YYYY-MM-DDTHH:MM:SS.461Z In(14) vobd[XXXXXXX]:  [HardwareCorrelator] XXXXXXXXXXXXXus: [esx.problem.hardware.fpin.fc.congestion.creditstall] FPIN FC credit stall congestion: Host WWPN ############### , target WWPN ###############.

Environment

VMware vSphere ESXi 8.0.x

Cause

FPIN (Fabric Performance Impact Notifications) capability was added in ESXi 8.0 U2 to be able to better understand fabric related issues/events. This module will also print to /var/log/vmkernel.log when there are fabric events happening.

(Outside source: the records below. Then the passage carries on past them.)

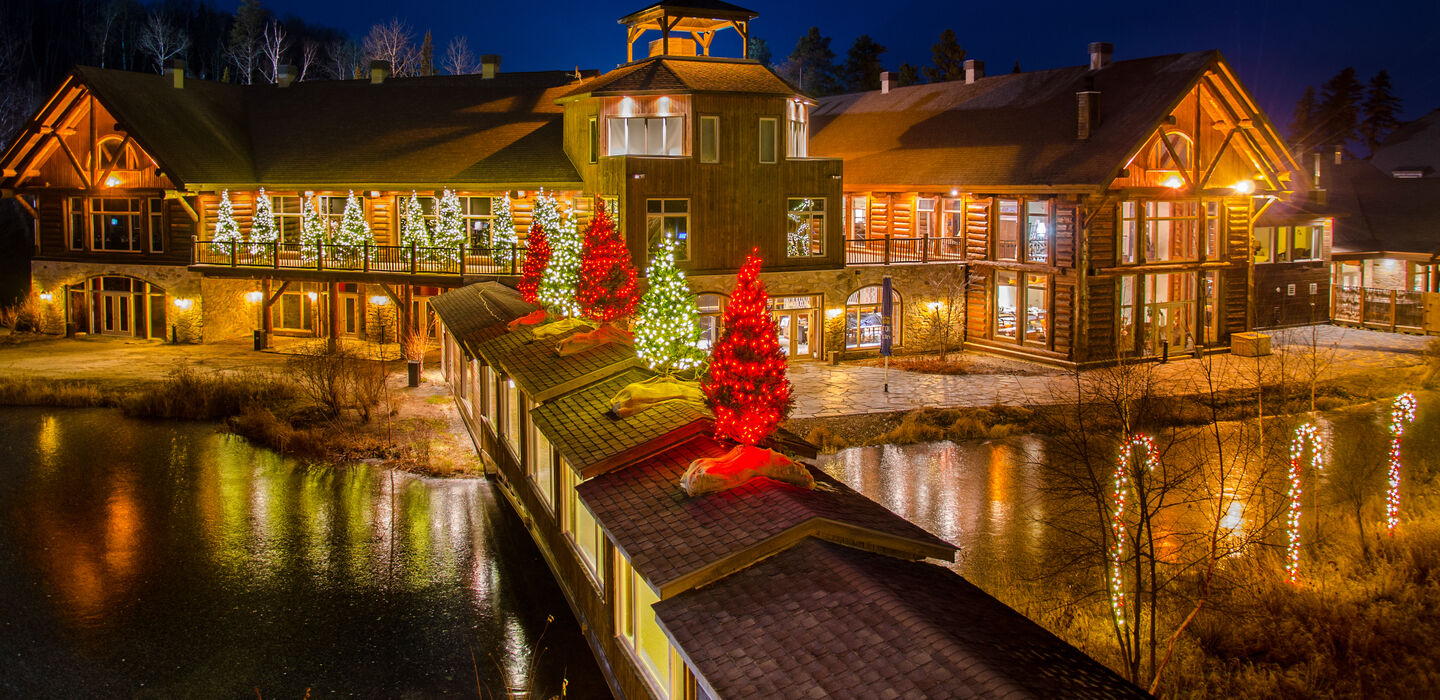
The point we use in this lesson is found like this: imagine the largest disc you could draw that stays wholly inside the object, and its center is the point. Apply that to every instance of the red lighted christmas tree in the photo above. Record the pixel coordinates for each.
(746, 386)
(537, 255)
(606, 288)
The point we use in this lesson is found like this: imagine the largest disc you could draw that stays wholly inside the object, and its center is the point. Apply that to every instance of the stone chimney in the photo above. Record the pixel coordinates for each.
(176, 72)
(379, 71)
(1087, 110)
(1100, 54)
(974, 71)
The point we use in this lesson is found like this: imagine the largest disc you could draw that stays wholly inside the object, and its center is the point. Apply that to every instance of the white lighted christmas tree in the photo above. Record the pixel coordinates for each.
(450, 228)
(667, 329)
(563, 272)
(262, 226)
(226, 232)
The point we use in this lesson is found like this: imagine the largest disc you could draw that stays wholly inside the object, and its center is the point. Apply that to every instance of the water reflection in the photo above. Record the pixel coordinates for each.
(169, 559)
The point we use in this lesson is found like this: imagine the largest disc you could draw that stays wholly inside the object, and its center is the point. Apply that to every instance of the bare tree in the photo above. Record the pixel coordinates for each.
(162, 42)
(274, 43)
(393, 42)
(458, 59)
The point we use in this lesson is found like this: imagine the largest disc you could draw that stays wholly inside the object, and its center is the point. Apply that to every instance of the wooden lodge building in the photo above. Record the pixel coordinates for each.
(1070, 216)
(762, 591)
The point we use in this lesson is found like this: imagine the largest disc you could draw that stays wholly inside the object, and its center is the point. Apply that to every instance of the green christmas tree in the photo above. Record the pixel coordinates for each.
(262, 228)
(563, 272)
(667, 329)
(226, 232)
(353, 232)
(450, 229)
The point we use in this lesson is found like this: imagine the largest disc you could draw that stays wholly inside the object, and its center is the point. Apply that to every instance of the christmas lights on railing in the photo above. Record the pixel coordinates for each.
(1146, 447)
(1306, 434)
(1401, 414)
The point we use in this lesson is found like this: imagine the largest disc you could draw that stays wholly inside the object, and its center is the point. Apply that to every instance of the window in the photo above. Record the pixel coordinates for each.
(805, 228)
(77, 238)
(1007, 231)
(647, 136)
(287, 209)
(710, 140)
(710, 307)
(595, 138)
(1037, 231)
(768, 134)
(668, 218)
(157, 225)
(115, 225)
(863, 321)
(475, 213)
(797, 128)
(925, 216)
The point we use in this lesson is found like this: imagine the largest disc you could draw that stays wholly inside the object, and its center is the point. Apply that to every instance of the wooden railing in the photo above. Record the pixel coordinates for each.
(362, 258)
(903, 251)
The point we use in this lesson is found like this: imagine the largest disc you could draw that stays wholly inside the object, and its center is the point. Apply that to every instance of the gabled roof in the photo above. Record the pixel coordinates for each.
(687, 74)
(435, 131)
(678, 542)
(1004, 130)
(478, 311)
(820, 620)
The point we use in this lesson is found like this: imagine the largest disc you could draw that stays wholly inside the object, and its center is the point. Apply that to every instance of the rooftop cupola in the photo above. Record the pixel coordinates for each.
(686, 28)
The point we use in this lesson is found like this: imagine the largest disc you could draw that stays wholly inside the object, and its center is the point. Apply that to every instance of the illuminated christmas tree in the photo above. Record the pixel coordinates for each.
(562, 274)
(262, 226)
(746, 386)
(606, 288)
(667, 329)
(537, 257)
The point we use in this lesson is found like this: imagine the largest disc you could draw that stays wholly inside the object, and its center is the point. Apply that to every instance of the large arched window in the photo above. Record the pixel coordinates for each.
(863, 327)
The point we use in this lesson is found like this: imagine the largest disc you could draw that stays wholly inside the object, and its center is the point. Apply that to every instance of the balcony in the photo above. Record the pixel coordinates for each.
(448, 265)
(903, 251)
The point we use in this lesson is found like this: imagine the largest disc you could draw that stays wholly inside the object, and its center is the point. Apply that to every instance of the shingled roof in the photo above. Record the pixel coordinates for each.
(460, 130)
(1004, 130)
(677, 542)
(687, 74)
(820, 620)
(478, 311)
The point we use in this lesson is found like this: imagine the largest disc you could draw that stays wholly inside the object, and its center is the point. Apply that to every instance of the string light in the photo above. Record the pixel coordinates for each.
(1401, 414)
(1306, 434)
(1122, 478)
(746, 386)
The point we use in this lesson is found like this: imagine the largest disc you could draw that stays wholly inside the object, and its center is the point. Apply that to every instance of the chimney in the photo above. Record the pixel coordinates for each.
(379, 71)
(176, 72)
(1100, 54)
(1087, 110)
(974, 71)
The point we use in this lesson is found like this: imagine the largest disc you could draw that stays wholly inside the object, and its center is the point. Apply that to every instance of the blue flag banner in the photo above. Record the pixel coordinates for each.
(886, 317)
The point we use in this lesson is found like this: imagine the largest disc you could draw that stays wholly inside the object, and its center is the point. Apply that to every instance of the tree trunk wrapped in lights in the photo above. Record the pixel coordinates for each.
(749, 393)
(1401, 414)
(667, 329)
(606, 288)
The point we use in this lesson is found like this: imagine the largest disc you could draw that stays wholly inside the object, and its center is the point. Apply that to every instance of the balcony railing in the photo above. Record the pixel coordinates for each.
(903, 251)
(362, 258)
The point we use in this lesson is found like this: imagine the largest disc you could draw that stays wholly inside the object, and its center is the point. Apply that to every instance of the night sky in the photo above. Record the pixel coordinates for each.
(1278, 48)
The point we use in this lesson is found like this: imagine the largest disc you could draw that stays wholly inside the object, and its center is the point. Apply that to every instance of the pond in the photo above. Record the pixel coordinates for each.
(172, 561)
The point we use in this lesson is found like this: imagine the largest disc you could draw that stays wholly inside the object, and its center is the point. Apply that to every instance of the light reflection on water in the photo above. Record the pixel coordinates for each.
(169, 559)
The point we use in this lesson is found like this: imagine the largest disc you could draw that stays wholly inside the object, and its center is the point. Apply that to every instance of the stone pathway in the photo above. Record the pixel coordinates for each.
(848, 389)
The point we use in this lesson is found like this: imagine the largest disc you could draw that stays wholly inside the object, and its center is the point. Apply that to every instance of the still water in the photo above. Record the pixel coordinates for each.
(170, 561)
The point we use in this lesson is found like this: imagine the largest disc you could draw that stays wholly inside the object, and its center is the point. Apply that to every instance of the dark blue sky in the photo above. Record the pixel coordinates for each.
(1276, 48)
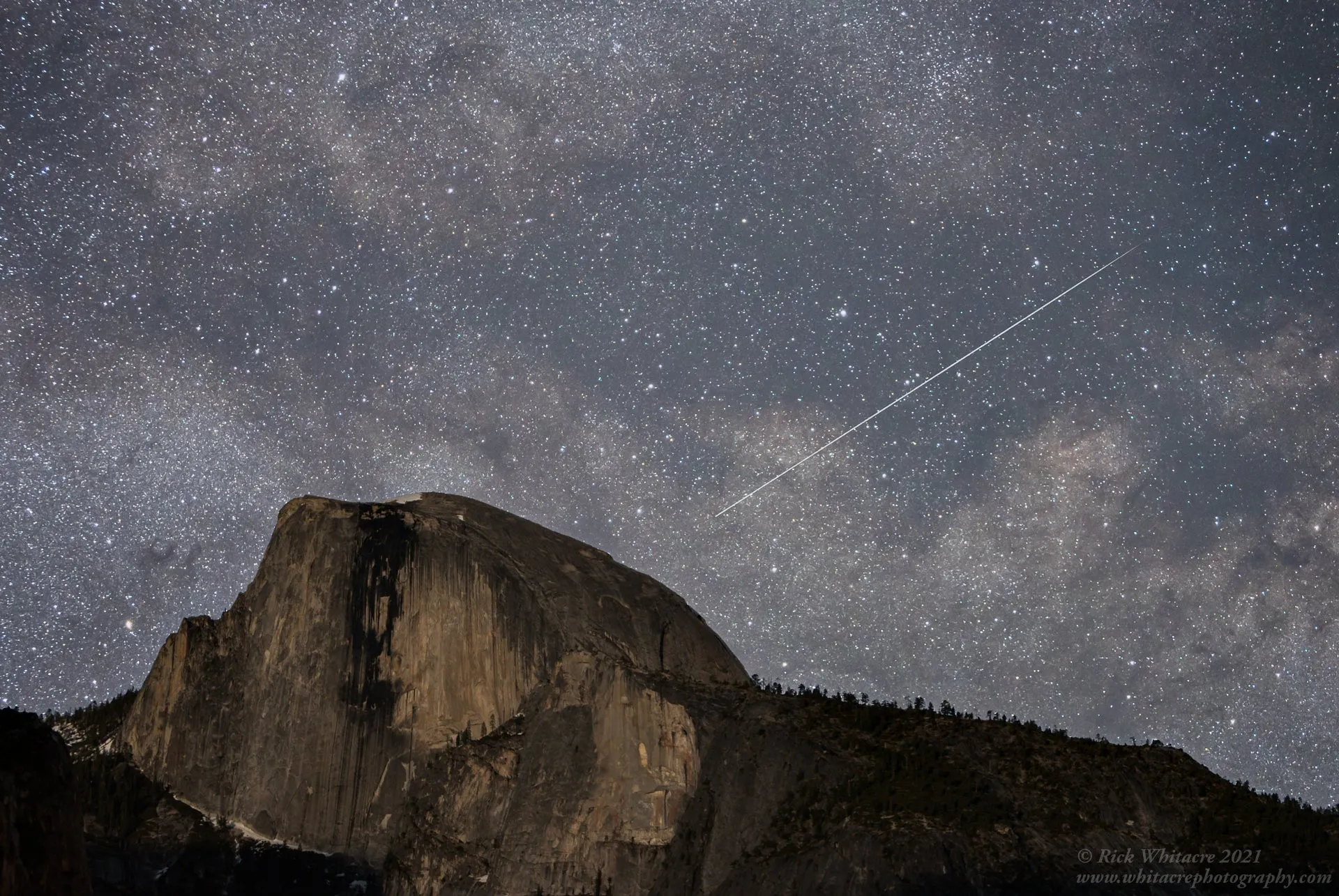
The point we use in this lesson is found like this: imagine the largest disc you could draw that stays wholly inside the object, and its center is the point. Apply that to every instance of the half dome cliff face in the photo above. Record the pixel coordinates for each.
(378, 635)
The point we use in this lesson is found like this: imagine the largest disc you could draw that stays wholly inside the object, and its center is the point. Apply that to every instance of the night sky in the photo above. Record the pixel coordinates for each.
(611, 266)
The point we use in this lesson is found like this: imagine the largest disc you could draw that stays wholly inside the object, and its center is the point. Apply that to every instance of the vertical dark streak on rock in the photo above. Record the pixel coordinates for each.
(375, 602)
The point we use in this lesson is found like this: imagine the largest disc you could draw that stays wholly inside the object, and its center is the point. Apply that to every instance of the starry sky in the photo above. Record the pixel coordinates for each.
(611, 264)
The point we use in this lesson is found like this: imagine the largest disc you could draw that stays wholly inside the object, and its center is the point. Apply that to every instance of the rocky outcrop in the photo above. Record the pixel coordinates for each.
(42, 849)
(377, 638)
(476, 705)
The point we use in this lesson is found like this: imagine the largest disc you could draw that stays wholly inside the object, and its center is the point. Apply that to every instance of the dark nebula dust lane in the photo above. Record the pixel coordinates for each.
(610, 266)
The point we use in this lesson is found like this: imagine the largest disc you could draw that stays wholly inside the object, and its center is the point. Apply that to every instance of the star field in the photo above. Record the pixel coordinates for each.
(611, 266)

The events that FPIN tracks and will report on are:

  • Link Integrity
  • Delivery
  • Congestion
  • Peer Congestion

Resolution

When FPIN events are received, the fabric health of the switching fabric should immediately be investigated. For the example listed above, this initiator is receiving FPINs that points to both Congestion as well as a Credit Stall. A Credit Stall is reported when the B2B credits for an ISL connection is reaching zero, which typically happens when there is a Slow Drain device in the fabric. Regardless, the presence of FPIN events indicates that the fabric should immediately be investigated for root cause otherwise the fabric health could continue to reduce and an outage could occur.